Shares of First Place Financial Corp. plummeted by more than 90 percent Wednesday, as investors unloaded a record 2.7 million outstanding shares to close the stock at 7 cents, only two days after the parent company of First Place Bank filed for Chapter 11 bankruptcy.
Thursday was no different with over-the-counter trading reaching a volume of more than a half- million shares with a closing price of 5 cents.
Trading had stopped Monday and Tuesday as a result of Hurricane Sandy, but markets reacted to the uncertainty surrounding the company’s early agreement with Michigan-based Talmer Bancorp, which agreed to an asset purchase agreement that could find Talmer paying $45 million for the company’s stock.

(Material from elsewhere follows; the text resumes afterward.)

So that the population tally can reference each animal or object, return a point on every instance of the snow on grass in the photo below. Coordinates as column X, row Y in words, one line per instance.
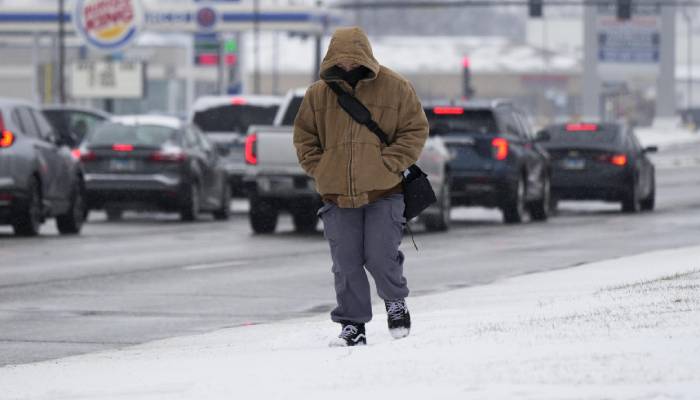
column 620, row 329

That deal will need approval in federal bankruptcy court, a process the company expects to take between 60 days and 90 days, but something equity analysts contend could take much longer.
If approved, Talmer and First Place agreed that the Michigan-based company would assume no liabilities as a result of the sale.
Officials with FPFC have repeatedly said First Place Bank customers and employees will not be affected by its move for bankruptcy protection. The bank is expected to keep its name, charter and some of its board members if the sale with Talmer goes forward.
Shareholders, however, already have felt the brunt of FPFC’s announcement.
“They’re not going to get shares in this new company at 40 bucks or anything; it doesn’t work like that,” said Tom Picino, fund manager at Diamante Capital Partners LLC, a hedge fund in Poland, which is not involved in any of the First Place proceedings. “Right now, it just appears that everybody is dumping shares and taking whatever they can get out of them.”
Shares of FPFC have been volatile in the past six months, but Wednesday and Thursday was a seesaw. The stock climbed sharply upward in a split second and bottomed out the next.
This week’s low points were some of the company’s worst. The last time it reached anywhere near the floor was in 2011, just days after the company was pulled off the Nasdaq for failing to file financial statements with regulators.
For most of this year, the stock has been unable to break anywhere above 80 cents, and on Thursday analysts were predicting a downward trend and had a negative outlook for the stock.